Sailing on this smaller boat reminds us of what we love about sailing. We like the feeling of the wind and the water, the heeling of the boat, the wheel work, the tweaking of sails. We love it all. And we love how easy it is to take that boat out and get her back into the slip. Galapagos would have loved being in that wind today, but it was just so much easier to take Morgon Stjarna out, and the experience is completely different than sailing our queenly vessel, so high up off the water, so protected from the weather in our fine cockpit. We love out boat and we are glad to have her. She is perfect for what we want to do. But we also love James’ boat for completely different reasons. Hey! Maybe we just love boats!
This would be James’ first real sailing experience on his boat and we felt happy to be the people on board with him and his roommate Kelvin, also new to sailing. Checking the weather, it looked like wind of 11 knots with gusts up to 19. That’s good sailing weather for us but maybe more than the guys bargained for considering their inexperience. On the inside of the bay, the wind was great and we tooled along under full main and jib doing about 6 knots. Loads of fun and the boat was handling well. James and Kelvin were in their element.
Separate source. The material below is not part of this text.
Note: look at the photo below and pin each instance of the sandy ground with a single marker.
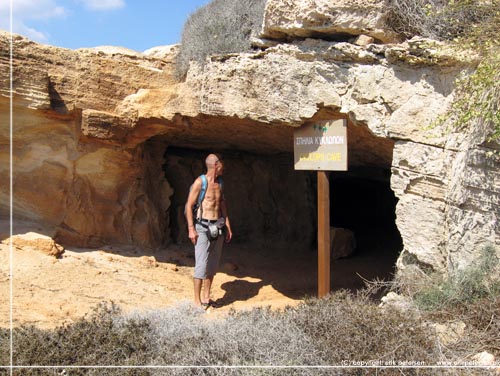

As we got out toward the channel, we started getting whitecaps and steadier, heavier wind coming from the south west. I’m thinking that 11 knot forecast was, well, wrong. What a shock! Soon we were heeling magnificently, and while that can be fun, it’s not a very efficient way to sail and looking at the fellas, I saw white around all of their many eyes. It was apparent that we were overpowered. We immediately reefed the jib but even so, there was a little too much heeling action and weather helm for it to be right. It was a brilliant opportunity to teach James about how his boat will head into the wind if you let her, and how if you release the main and spill wind she is going to pop up. Although it was a probably a little too soon in their sailing careers for those lessons, I’ll bet neither Kelvin nor James ever forget them!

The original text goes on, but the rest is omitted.